Rejection of transfer pricing adjustment for share transfer due to the lack of comparables

On October 24, 2017, the Appeal Board published its decision No. 71/2017 regarding a price adjustment on a share transfer between Norwegian related companies. In the case at hand, a Norwegian company first acquired shares from a non-resident unrelated party, before transferring those shares to a domestic subsidiary and further selling them on to another unrelated party. The first intra-group transfer occurred at the same price as the original acquisition, while the price of the final sale was almost six times higher. The Norwegian tax authorities adjusted the price of the original intra-group transfer, as no evidence was presented to justify such increase. The Appeal Board ruled that the transfer price could not be adjusted without comparable(s) and that the domestic transfer pricing rules were not applicable, due to a lack of financial documentation to support a valuation method. However, in the absence of satisfactory explanations on the increase in the value of the shares, the Board concluded that a reliable valuation could be based on the assumption of linear appreciation in the shares’ value.

United Kingdom

Court of Appeal dismisses request for judicial review in the context of Diverted Profit Tax

On 2 November 2017, the UK Court of Appeal (Civil Division) rendered its decision in the Glencore case ([2017] EWCA Civ 1716).

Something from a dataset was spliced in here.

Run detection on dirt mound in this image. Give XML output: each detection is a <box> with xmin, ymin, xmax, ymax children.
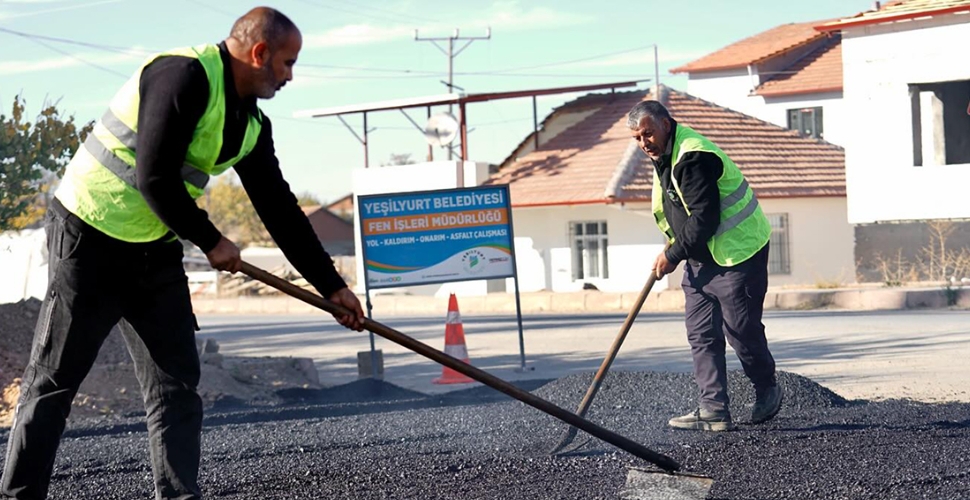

In the context of the diverted profits tax (DPT), specific provisions apply regarding the possibility to review the charge to DPT and appeal a reassessment notice issued by HMRC. The Court of Appeal unanimously dismissed the taxpayer's application for judicial review because "a suitable alternative remedy is available in the form of the review under section 101 FA 2015 in conjunction with the right of appeal to the FTT under section 102 FA 2015".